Postdoc grant: Alcohol-related problems. The impact of cultural and contextual factors
Person photo Dr Kalle Tryggvesson
Centre for Social Research on Alcohol and Drugs (SoRAD)

Funding source: FAS - Swedish Research Council for Working Life and Social Research
Period: 1/1/08 - 12/31/09
Funding: 1360000 SEK
Description:
Alcohol in various forms has been used in virtually all of the cultures of the world for over 6000 years. Alcohol has been associated with both pleasure and a positive attitude towards life. At the same time, however, alcohol has also been linked to violence, accidents and other harms. It is not self-evident which phenomena are to be perceived as constituting alcohol-related problems, however, and these have varied over time. In the same way, it is not altogether clear why it is that alcohol sometimes leads to negative behaviours and sometimes does not.

This project has the objective of producing a better understanding of how the effects of alcohol are created in a social context and why certain behaviours are constructed as problems.

The project comprises four studies. The first is a vignette study whose objective is to examine norms relating to behaviour under the influence of alcohol in order to see whether alcohol may be used as an excuse for violence, and whether these norms differ across different groups within the adult population. The second is a cross-sectional study based on a data from 45,000 individuals on alcohol consumption, contextual factors and involvement in alcohol-related violence. The objective here is that of better understanding the contexts in which alcohol serves to increase the risk for violence. The third and last of the studies focusing on violence examines how the justice system deals with alcohol in the context of lethal violence.
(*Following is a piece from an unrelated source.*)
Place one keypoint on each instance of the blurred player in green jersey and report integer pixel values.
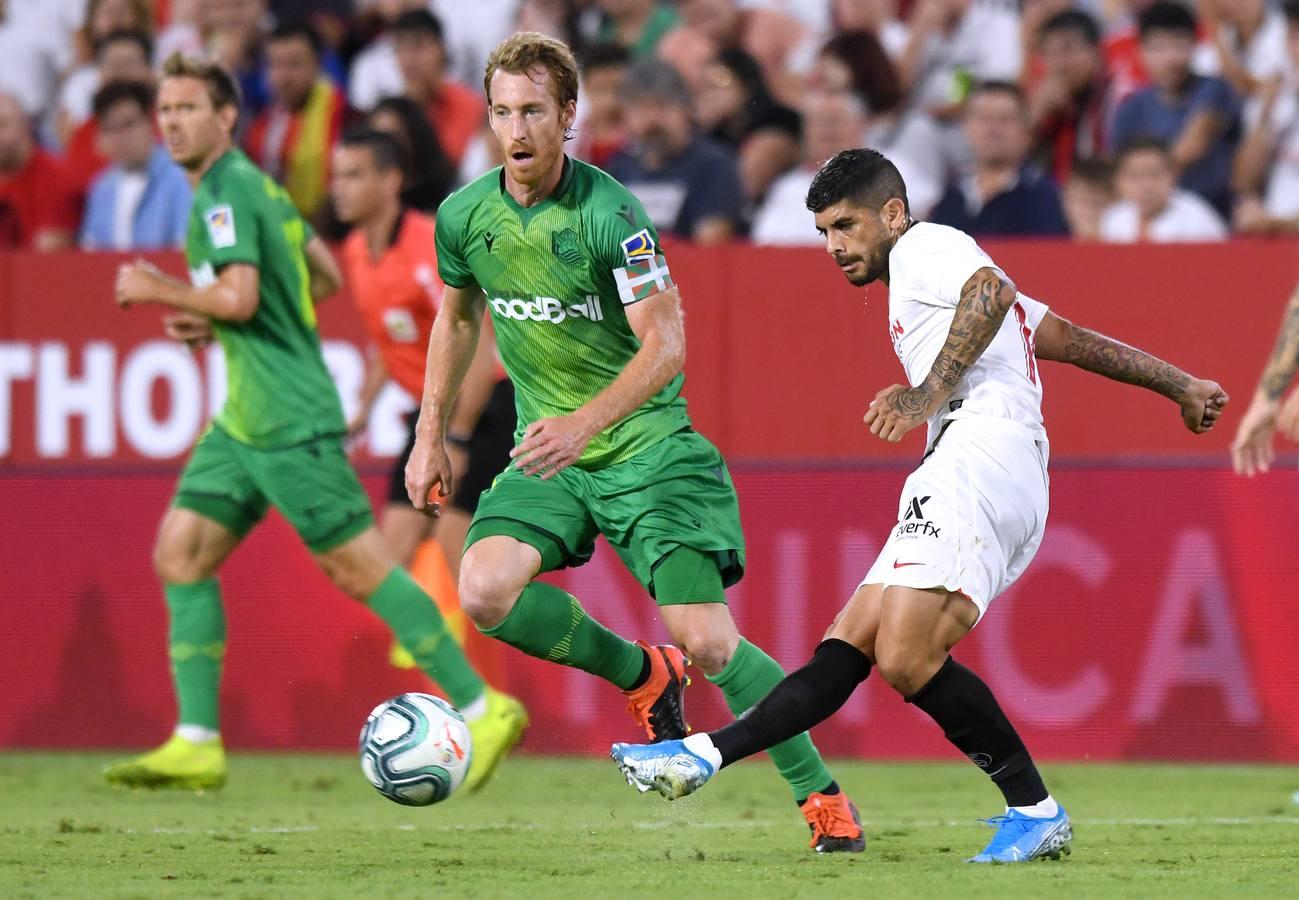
(589, 326)
(256, 270)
The objective is to examine whether perpetrators who were under the influence of alcohol at the time of the offence are given milder sentences than perpetrators who were sober. The final study in the project has a somewhat different focus. Here the process whereby problems are constructed will itself be examined. This will be done by means of a case-study focused on a 2004 campaign by the National Alcohol Committee which was intended to get pregnant women to stop drinking.